I think the first thing to consider is: is there a clear "leader" or a perceived person who stands out as a "representative" of the group to you? (For example, a group booking at a hotel - to the concierge staff, there is the person who made the booking) Typically, you would use that person's name, but if you didn't know their name (or you're talking to someone you can be blunt with), you could refer to the group as karera if the person is male, or kanojo-tachi if the person is female.

If no one particular stands out as a representative, that's when you consider the rough makeup of the group. I think, if a clear majority of the group (i.e. more than around 70%) is male, then karera is the most common way to refer to them, and if a clear majority of the group is female, then it's kanojo-tachi. If there's isn't a clear majority from a quick glance, either is fine; personally, in this situation, I think the level of politeness of your conversation is more influential (kanojo-tachi being more preferred in politer contexts).

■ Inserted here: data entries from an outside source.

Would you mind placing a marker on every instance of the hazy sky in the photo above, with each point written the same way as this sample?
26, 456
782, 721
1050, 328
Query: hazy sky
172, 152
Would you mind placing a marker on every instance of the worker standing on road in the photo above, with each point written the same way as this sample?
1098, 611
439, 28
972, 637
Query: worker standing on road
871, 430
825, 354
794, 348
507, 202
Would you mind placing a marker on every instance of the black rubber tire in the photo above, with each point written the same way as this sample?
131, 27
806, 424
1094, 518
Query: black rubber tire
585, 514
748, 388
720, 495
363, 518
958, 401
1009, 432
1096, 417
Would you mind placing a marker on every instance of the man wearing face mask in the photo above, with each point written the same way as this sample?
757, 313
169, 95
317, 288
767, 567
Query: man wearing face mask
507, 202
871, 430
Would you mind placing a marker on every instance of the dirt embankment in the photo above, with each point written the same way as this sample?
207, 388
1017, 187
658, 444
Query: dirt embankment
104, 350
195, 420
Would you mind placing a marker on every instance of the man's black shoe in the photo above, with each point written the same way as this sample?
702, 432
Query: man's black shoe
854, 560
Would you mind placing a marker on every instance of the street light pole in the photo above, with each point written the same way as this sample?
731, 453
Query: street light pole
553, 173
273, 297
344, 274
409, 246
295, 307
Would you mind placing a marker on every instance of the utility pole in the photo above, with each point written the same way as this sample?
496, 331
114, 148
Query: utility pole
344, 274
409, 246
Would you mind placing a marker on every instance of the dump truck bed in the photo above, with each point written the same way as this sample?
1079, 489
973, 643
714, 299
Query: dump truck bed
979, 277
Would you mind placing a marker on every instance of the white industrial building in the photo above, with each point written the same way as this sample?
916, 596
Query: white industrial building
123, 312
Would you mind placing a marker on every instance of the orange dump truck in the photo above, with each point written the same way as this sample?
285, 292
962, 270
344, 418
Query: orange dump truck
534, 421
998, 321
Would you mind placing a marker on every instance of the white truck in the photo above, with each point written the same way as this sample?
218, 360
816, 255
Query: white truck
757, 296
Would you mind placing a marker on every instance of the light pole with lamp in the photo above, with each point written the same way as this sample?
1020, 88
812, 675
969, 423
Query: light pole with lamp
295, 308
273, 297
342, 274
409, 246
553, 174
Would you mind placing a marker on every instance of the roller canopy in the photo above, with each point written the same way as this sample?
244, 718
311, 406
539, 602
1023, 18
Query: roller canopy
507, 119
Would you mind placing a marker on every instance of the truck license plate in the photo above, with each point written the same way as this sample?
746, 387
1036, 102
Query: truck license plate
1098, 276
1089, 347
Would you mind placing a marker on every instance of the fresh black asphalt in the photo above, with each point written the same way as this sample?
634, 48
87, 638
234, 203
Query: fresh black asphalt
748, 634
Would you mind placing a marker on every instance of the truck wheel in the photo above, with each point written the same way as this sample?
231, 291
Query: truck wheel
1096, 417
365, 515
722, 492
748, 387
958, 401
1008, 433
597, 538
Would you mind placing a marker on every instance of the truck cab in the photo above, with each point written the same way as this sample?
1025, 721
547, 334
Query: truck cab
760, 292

Again, not a native Japanese speaker, and I'm just going from my experience.

January 22, 2019

https://www.duolingo.com/syekari

かれ

May 17, 2018

https://www.duolingo.com/syekari

ther is no option for かる

May 17, 2018

https://www.duolingo.com/shamicarose

whats the difference between ane and oneesan and when to use which?

August 3, 2018

https://www.duolingo.com/TheKingLir

So for a young man you don't know you use いさん to be polite and for a young woman you don't know it's えさん?

November 3, 2018

https://www.duolingo.com/Will-J-Crawford

Not sure why how we got stuck with "college" rather than "university" student, but in almost every English-speaking country bar the US, "college" and "university" don't automatically mean the same thing, in fact "college" is closer to 高校 than 大学.

Since they more or less do mean the same in the US, please consider using "university" in the English sentences to be translated?